Maryland Gov. Hogan vetoes bill that would do away with life-without-parole sentences for juveniles
The state’s Senate Bill 494 and House Bill 409, known as the Juvenile Restoration Act, would have required authorities to sentence minors being convicted as adults to less than the legal minimum term and prohibited courts from imposing life sentences.
Hogan said the bill “pertains to juveniles who have committed crimes so heinous that they are automatically charged as adults, including first-degree murder, first-degree rape, first-degree sex offense, manslaughter, and certain offenses with firearms,” in a Thursday letter to Maryland state Sen. Bill Ferguson.
“These are serious crimes that require the most serious of consequences, which is why a judge or jury sentences the individual to a lengthy determinate sentence, life imprisonment, or life imprisonment without parole,” he wrote.
Hogan stressed, however, that he is “a firm believer in second chances” and understands “that individuals who commit serious crimes, especially as juveniles, are capable of rehabilitation.”

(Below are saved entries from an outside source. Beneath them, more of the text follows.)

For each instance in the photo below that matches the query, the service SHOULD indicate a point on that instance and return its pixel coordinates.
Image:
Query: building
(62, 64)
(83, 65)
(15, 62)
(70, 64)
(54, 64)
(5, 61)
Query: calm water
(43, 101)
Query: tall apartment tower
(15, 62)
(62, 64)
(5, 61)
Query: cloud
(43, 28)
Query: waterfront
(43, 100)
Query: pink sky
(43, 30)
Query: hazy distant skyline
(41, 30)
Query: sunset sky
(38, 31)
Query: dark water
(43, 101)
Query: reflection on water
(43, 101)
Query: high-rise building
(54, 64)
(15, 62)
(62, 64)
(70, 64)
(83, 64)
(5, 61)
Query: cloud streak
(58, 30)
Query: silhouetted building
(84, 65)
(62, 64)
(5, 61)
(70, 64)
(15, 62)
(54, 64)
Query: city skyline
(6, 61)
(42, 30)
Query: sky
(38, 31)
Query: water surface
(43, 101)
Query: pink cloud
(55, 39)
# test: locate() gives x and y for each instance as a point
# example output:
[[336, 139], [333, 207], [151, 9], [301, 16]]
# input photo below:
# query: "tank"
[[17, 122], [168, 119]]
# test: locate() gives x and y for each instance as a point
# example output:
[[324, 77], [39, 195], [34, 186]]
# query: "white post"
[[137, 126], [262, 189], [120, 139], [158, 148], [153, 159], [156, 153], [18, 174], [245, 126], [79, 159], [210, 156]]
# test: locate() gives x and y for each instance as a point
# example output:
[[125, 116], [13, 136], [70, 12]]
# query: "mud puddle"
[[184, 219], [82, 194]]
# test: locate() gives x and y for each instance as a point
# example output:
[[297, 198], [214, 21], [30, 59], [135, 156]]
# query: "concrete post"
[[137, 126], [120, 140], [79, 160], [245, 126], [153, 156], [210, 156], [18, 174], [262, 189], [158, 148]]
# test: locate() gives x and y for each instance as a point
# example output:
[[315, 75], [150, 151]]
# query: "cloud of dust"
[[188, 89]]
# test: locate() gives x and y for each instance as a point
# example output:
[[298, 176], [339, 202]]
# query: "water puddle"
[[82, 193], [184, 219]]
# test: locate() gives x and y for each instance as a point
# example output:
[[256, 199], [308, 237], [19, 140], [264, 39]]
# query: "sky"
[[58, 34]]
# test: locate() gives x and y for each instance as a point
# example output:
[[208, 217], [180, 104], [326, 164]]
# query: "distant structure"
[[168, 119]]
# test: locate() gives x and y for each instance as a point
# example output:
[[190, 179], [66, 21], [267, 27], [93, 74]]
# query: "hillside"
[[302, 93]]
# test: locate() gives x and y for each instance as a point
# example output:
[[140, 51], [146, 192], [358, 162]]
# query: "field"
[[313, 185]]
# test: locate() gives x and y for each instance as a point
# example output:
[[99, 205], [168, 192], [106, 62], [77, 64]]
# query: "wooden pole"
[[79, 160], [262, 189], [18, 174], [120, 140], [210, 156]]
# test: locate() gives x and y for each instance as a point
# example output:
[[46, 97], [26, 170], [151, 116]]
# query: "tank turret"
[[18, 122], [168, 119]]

Maryland Democratic Del. Jazz Lewis criticized the governor’s veto in a Friday tweet.
“Gov. Hogan isn’t the only show in town,” he wrote. “We are going to override his veto of the Juvenile Restoration Act and make this bipartisan initiative the law! Thank you to Sen. Chris West and everyone who has been part of this movement to ensure children don’t die in prison.”
Hogan noted in his letter that he “was the first governor in 24 years to parole a juvenile serving a life sentence” and has granted seven paroles, two medical paroles and four communications for juveniles sentenced to life “since taking office.”
He also issued an executive order requiring the governor to “consider a juvenile offender’s age at the time of the crime, demonstrated maturity, and subsequent rehabilitation to ensure they have some meaningful opportunity to obtain release,” Hogan wrote in his letter.
Advocates for the bill argued that it would have helped address the large racial disparity present in Maryland’s penal system.
“Over 400 people would be immediately eligible for this review, meaning they have already served more than 20 years for a crime they committed when they were under 18,” Lewis told Capital News Service in a January email. “Of this population, 87% are Black, which is the worst racial disparity in the nation. The Juvenile Restoration Act is therefore needed to begin to correct a gross racial injustice.”
Hogan handed several vetoes to state lawmakers Friday.
The Associated Press contributed to this report.